種族が違うと思う
信じられないことにジャグルの胴体が徐々に動きを取り戻し起きあがろうとしている。
「ルシール、下がるぞ!」
それを見て俺はすぐにルシェたちのいる後方へと駆ける。
残念ながらバルザードを手放し、雷の魔刀を失った今の俺にジャグルとやりあう術はない。
「なんであれで動けるのよ」
「文字通り化け物なのです」
起きあがろうとするジャグルに、ベルリアとあいりさんが剣戟を加えようと武器を振るうが、上半身を起こしただけの体勢にもかかわらず頭がある時と変わらぬ素早さで、肉切り包丁と盾でいなされてしまった。
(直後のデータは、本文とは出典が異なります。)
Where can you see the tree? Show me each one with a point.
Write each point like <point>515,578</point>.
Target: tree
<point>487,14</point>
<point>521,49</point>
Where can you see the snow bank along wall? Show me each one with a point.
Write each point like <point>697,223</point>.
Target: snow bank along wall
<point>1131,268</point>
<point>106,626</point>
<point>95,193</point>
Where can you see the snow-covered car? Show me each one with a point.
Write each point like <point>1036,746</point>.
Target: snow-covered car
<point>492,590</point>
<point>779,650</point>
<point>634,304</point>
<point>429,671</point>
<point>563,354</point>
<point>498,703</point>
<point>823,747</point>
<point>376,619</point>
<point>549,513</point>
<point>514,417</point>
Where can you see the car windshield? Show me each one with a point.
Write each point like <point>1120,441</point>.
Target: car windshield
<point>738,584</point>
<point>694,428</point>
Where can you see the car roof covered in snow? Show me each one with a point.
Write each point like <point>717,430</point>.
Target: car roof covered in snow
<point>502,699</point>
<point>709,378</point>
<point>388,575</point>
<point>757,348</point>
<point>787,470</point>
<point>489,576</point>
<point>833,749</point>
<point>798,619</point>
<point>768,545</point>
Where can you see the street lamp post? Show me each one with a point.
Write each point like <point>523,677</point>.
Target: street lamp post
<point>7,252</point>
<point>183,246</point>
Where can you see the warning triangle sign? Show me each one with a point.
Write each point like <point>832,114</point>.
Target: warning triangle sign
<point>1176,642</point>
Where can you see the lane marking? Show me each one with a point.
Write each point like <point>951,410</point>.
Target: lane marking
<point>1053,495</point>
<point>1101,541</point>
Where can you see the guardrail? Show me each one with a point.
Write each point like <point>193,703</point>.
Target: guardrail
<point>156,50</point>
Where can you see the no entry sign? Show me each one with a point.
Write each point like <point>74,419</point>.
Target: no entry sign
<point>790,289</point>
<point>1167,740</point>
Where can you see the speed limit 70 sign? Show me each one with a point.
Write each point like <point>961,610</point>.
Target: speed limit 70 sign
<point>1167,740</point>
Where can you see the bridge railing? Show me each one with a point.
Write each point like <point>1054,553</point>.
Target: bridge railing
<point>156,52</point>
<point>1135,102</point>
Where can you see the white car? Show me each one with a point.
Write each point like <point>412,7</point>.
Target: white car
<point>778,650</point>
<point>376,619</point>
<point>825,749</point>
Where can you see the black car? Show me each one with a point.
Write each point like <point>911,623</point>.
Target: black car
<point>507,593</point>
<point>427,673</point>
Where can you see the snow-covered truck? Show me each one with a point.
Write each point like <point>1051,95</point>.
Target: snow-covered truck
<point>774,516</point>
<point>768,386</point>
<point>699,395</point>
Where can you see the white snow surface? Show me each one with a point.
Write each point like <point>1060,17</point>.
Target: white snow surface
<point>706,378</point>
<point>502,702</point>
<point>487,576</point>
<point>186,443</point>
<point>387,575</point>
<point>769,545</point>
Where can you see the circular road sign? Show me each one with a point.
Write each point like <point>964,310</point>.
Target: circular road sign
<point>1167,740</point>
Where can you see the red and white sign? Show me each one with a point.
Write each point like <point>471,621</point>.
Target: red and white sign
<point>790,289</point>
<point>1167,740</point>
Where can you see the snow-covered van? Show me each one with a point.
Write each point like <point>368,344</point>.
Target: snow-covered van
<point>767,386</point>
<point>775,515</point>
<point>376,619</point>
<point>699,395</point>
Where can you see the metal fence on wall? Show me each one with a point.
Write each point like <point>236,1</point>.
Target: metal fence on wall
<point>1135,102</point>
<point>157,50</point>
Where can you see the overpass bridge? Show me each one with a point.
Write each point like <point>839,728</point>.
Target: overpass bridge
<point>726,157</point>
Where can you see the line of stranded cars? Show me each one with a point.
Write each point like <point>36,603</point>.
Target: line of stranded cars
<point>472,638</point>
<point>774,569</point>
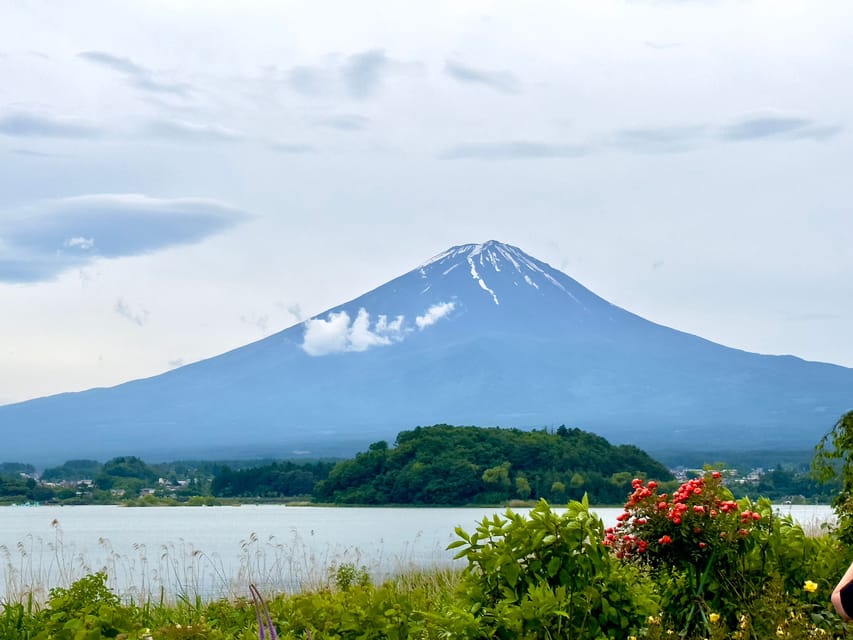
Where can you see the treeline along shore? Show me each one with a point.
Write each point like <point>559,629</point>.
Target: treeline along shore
<point>436,465</point>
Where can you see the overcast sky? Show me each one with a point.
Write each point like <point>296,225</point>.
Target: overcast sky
<point>181,178</point>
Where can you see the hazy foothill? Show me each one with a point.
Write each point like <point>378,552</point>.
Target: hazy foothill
<point>702,556</point>
<point>426,320</point>
<point>480,334</point>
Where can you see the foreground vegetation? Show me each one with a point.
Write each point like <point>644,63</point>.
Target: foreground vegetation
<point>692,564</point>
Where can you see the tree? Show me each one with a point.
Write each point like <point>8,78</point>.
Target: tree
<point>834,456</point>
「化け物とは失礼だな。我はデュラハンロード。頭ぐらい取れたところで死ぬはずがなかろう」
「え!?」
ジャグルの口から語られた衝撃の事実に思わず声を上げてしまうが、周りのメンバーも息をのむのがわかった。
たしかにジャグルは今デュラハンロードと口にした。
完全に、豚然としたその姿にオークの上位種だと思い込んでいた。
オークジェネラルやオークロードだと勝手にあたりをつけていたのは否定できないが、他のメンバーも今、同じ気持ちだろう。
だが、ジャグルの言葉に納得する部分も少しだけあるのも事実だ。
身体を焼かれても死なない。たしかにデュラハンの上位種なら頭が取れることもあり得る。
「デュラハンロード? オークロードか豚ロードの間違いだろ。種族間違えてるんじゃないのか? ふざけるなよ。さっさと焼けろ! 『破滅の獄炎』」
獄炎はジャグルを捉えたしかに燃えている。豚肉が焼けるようないい匂いがより増したので燃えているのは間違いないが、まだ死ぬ様子はない。
「いでよゴルダバワー」
ジャグルが声を上げるとその場に渦のようなものが現れ、そこから六本足の首無しの黒い馬二頭が引く巨大な戦車が現れた。
巨大な戦車はジャグルの横につけジャグルは、手に持つ盾を置き代わりに頭を拾い上げ、そのままその身体を戦車に収め、再び声を上げた。
「いくのだ! ゴルダバワー」
ジャグルを乗せた六本足の黒馬が引く巨大な戦車が猛然と俺たちの方に向けて走り出してきた。
あの巨大な戦車に轢かれれば間違いなく死ぬ。
「ルシール!」
「おまかせください。首無しの自然の摂理に逆らった者たちよ、お環えりください。『エレメンタルブラスト』」
ルシールの放った竜巻が巨大な戦車の突進と衝突する。
風の力に押され一瞬動きが止まったようにも見えたが、すぐに勢いを取り戻し、竜巻の中を突き切って向かってきた。
「シル! 頼んだ!」
「おまかせください。あのような不浄なものご主人様には一切近づけさせません。『鉄壁の乙女』」
『鉄壁の乙女』の光のサークルが、俺たちを包み込むが、その直後巨大な戦車を引く黒馬が勢いよく突っ込んできた。
『ドガアァアアア〜ン』
耳を劈くような破壊音が響きわたり、光のサークルと巨大な戦車が正面から衝突した。